Since April 2015, SBS has been supporting the family of Seeta Kaur, a British national woman of Indian origin, and the mother of four young children.
Seeta was the victim of years of domestic violence from her husband Pawan, an Indian national resident in the UK. Throughout her marriage, Seeta was placed under considerable pressure to give up one of her two sons to her childless brother-in-law and sister-in-law in India who wanted a male heir. She consistently refused to be separated from any of her children. But Seeta’s husband regarded his promise to her brother and sister-in-law as a matter of “honour” – he was intent on fulfilling that promise at any cost.
Seeta travelled to India in February 2015 with Pawan and their children for a family holiday. On 31 March 2015, Seeta’s family were informed by Pawan that Seeta – a healthy 33 year old woman with no history of significant health concerns – had died of a heart attack. Seeta’s father and two of her siblings travelled to India to the home of Seeta’s in-laws. They saw her body wrapped in thick blankets in a coffin. Insisting on uncovering her, they saw considerable bruising around her neck and upper chest; fuelling their suspicion that she had been murdered. Seeta’s family made clear to her husband and in-laws that they intended to take her body back to the UK, but during the night or in the early hours of the morning, Seeta’s husband and/or people acting on his behalf, secretly took her body out of the house and had her cremated in their absence. Seeta’s family were deeply shocked and distressed because they were deprived of the opportunity to pay their respects or arrange a post-mortem to establish the cause of death.

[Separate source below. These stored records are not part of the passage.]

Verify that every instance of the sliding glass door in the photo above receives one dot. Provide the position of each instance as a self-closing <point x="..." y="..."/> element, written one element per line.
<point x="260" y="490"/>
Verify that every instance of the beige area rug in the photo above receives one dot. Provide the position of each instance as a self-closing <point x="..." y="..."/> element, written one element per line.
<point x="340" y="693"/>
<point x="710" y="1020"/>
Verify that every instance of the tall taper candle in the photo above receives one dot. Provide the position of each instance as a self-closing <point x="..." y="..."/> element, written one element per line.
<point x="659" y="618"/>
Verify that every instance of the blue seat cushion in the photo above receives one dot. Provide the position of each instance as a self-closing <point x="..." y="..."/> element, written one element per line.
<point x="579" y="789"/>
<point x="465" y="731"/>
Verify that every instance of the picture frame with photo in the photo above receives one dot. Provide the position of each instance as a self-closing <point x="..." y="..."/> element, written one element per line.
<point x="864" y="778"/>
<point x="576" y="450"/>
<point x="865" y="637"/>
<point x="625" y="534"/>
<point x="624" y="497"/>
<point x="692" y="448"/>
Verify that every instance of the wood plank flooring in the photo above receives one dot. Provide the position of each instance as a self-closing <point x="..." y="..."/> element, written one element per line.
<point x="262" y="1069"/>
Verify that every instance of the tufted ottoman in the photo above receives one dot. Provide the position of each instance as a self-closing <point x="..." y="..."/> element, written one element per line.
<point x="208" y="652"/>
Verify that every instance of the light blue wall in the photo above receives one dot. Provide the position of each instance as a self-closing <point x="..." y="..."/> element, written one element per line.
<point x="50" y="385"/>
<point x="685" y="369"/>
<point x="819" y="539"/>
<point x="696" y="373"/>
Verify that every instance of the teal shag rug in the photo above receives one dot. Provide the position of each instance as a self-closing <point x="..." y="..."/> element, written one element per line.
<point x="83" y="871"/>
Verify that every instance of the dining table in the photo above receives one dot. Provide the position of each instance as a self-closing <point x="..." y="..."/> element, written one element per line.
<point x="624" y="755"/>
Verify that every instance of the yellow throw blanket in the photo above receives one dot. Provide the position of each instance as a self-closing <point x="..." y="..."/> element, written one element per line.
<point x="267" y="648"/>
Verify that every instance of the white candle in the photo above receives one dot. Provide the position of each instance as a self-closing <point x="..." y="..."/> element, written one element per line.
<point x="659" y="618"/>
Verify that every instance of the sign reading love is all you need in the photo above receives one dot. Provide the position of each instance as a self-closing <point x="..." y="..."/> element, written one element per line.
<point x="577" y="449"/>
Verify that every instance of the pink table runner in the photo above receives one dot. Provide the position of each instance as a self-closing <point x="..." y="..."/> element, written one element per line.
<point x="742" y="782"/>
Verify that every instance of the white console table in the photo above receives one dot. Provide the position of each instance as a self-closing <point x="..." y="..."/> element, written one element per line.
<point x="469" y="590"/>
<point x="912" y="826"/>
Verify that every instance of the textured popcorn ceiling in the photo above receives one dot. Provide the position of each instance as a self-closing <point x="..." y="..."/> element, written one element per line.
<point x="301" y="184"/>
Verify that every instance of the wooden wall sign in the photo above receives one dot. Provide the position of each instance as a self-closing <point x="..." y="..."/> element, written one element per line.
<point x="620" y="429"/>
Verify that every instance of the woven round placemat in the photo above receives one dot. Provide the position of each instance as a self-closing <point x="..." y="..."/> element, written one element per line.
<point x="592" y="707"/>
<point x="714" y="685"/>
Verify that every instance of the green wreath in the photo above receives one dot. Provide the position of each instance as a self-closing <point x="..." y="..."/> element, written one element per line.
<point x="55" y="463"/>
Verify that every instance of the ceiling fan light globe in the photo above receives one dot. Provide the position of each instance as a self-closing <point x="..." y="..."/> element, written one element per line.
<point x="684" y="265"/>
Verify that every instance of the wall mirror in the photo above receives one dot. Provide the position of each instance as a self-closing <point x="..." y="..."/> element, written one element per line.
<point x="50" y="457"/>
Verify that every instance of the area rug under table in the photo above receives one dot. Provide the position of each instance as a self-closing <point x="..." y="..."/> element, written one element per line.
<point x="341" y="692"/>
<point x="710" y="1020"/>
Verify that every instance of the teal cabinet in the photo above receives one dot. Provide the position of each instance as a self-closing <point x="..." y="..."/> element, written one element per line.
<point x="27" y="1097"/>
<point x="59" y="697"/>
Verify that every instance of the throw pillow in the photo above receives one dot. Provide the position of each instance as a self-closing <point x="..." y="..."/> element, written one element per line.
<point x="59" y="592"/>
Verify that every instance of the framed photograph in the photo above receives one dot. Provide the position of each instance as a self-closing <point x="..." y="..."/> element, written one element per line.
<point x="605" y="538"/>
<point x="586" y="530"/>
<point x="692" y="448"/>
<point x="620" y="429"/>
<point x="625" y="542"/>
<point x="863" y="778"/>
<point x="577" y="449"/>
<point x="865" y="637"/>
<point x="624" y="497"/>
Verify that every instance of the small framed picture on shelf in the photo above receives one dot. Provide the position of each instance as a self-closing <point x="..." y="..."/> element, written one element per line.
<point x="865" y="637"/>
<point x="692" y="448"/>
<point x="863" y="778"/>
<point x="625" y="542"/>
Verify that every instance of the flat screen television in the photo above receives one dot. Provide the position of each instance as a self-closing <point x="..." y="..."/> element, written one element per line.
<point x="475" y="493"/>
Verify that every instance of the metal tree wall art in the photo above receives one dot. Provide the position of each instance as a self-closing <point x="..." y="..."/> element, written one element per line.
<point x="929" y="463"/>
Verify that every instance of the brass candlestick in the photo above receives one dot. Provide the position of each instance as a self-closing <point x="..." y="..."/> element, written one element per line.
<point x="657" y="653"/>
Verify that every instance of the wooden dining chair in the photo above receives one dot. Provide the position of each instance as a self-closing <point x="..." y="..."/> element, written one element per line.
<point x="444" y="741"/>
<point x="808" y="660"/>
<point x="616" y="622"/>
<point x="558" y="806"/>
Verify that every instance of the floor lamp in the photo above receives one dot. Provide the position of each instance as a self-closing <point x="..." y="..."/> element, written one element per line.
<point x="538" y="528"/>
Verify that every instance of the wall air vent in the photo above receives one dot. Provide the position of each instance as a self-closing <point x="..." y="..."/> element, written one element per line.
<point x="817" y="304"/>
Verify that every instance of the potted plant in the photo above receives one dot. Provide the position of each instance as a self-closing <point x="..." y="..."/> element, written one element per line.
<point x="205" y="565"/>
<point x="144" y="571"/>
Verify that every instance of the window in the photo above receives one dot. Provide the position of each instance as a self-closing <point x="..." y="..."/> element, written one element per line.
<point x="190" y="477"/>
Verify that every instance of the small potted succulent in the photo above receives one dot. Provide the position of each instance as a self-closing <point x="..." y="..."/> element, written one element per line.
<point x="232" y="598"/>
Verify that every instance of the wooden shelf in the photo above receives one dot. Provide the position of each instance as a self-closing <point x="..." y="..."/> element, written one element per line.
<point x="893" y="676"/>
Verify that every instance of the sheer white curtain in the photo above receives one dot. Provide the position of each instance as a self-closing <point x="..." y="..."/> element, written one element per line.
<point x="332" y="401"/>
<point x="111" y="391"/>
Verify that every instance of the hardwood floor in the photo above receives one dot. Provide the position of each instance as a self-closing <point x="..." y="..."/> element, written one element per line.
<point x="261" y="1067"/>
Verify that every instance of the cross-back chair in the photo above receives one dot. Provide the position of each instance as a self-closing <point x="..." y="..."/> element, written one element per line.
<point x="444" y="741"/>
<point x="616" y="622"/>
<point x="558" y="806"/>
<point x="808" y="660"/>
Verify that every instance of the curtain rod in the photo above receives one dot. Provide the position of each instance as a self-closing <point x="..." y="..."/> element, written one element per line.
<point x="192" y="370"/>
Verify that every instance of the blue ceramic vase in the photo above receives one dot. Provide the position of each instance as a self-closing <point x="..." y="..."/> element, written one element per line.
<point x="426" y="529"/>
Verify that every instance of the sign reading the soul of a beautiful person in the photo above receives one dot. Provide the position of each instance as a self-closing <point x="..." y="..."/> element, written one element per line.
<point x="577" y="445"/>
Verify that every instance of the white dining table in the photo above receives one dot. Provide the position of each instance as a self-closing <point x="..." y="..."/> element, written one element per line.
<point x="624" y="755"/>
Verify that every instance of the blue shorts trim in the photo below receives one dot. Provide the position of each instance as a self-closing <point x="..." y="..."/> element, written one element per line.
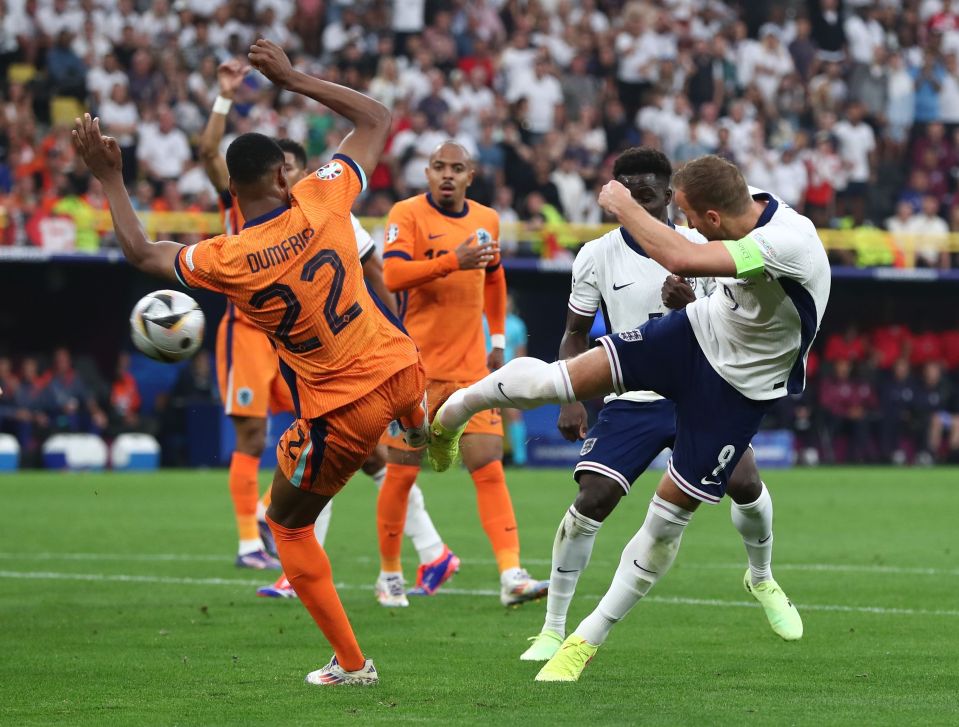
<point x="714" y="422"/>
<point x="626" y="438"/>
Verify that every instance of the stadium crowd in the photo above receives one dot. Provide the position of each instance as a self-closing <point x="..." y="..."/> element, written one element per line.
<point x="848" y="109"/>
<point x="887" y="395"/>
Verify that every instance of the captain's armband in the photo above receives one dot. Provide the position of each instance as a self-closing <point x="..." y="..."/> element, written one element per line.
<point x="746" y="255"/>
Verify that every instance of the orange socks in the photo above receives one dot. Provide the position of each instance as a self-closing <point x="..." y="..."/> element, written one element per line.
<point x="496" y="514"/>
<point x="245" y="491"/>
<point x="308" y="570"/>
<point x="391" y="513"/>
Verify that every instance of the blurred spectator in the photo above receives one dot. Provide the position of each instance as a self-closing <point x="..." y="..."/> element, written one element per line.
<point x="939" y="413"/>
<point x="857" y="146"/>
<point x="930" y="235"/>
<point x="899" y="428"/>
<point x="124" y="398"/>
<point x="848" y="404"/>
<point x="68" y="400"/>
<point x="163" y="149"/>
<point x="195" y="387"/>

Seeta’s family are convinced that Seeta was murdered in a so-called honour killing. The Indian police failed to investigate her death properly and instead tried to persuade Seeta’s grieving family to ‘reconcile’ with her husband and his family. When Seeta’s family understandably refused, the police closed the case. Her children remain in India with their father. Sadly, despite several unsuccessful attempts to persuade the Foreign and Commonwealth Office (FCO) and Metropolitan Police to investigate her death as a potential honour killing, the family are nowhere near securing an investigation into Seeta’s death or in obtaining justice.
This case also has conspicuous parallels with previous honour killings of British national women abroad: that of Manjit Kaur, Surjit Atwal, and the more recent high-profile honour killing of Samia Shahid who was allegedly raped and brutally murdered by her first husband and relatives in Pakistan, and who are now awaiting trial for her murder.
We strongly believe that the police failure to investigate Seeta’s death breaches the government’s commitment to tackling honour crimes as a ‘priority’ and its domestic and international human rights obligations. The government has signed (although not yet ratified) the Istanbul Convention, which requires the UK to protect from and prevent violence against women, and prosecute perpetrators who are nationals or resident in the UK – wherever they commit the act of violence. Despite this commitment, the state is hiding behind “lack of jurisdiction” as an excuse for not investigating Seeta’s death. Furthermore the failure amounts to discrimination given their approach to other international cases involving white British nationals.